Harris’s team sent nearly 100 fundraising emails this year on the DNC’s behalf to urge donors to chip in, with a February email promising that donations would be used to “work immediately toward winning the next set of elections.” None of the solicitations disclosed that the raised funds were essentially earmarked to pay off leftover expenses from Harris’s $1.5 billion failed presidential campaign, the New York Times reported.
“Convincing donors, both big and small, to pay for debts is typically a tough sell,” the Times noted.
Federal records show that the DNC has covered $20.5 million in Harris’s old bills—even though, in the days after the election, Harris’s team insisted that there would be no bills.

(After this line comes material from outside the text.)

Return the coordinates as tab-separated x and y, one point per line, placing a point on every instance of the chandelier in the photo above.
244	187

The campaign’s chief financial officer, Patrick Stauffer, said in November that “there will be no debt” on the DNC’s or Harris’s post-election filings.
“The private agreement was this,” the Times report went on: “The party would pick up the tab for any outstanding 2024 bills, allowing Ms. Harris to claim she did not end the race in debt. In turn, Ms. Harris would raise the money to cover all of those leftover costs, leaving the party whole financially as it sought to navigate the second Trump era.”
While the DNC and Harris struck the arrangement before Ken Martin became DNC chairman this year, Martin has proceeded with the scheme, which is corroborated by four people familiar with the deal as well as Federal Election Commission filings, according to the Times.
The news comes as the DNC has already been reeling for months from financial woes and bitter infighting. A Politico report earlier this month found that the DNC “wildly trails” its Republican counterpart by nearly all fundraising metrics, as donors view the Democratic Party as “rudderless, off message and leaderless.”
“By the end of June, the RNC had $80 million on hand, compared to $15 million for the DNC,” Politico reported. The fundraising gap has only widened since then, with the DNC reportedly having less cash this summer than at any point in the past five years.
Many Democrats, meanwhile, have become increasingly frustrated with Martin’s leadership. In June, one DNC member called Martin “weak and whiny,” while another said the chairman has been “invisible.” The committee ousted vice chair David Hogg in June, after Martin blasted Hogg’s $20 million scheme to fund primary challenges against what he called the party’s “ineffective, asleep-at-the-wheel” incumbents. The turmoil escalated when two of the party’s most influential labor leaders quit their DNC posts, citing the party’s direction under Martin.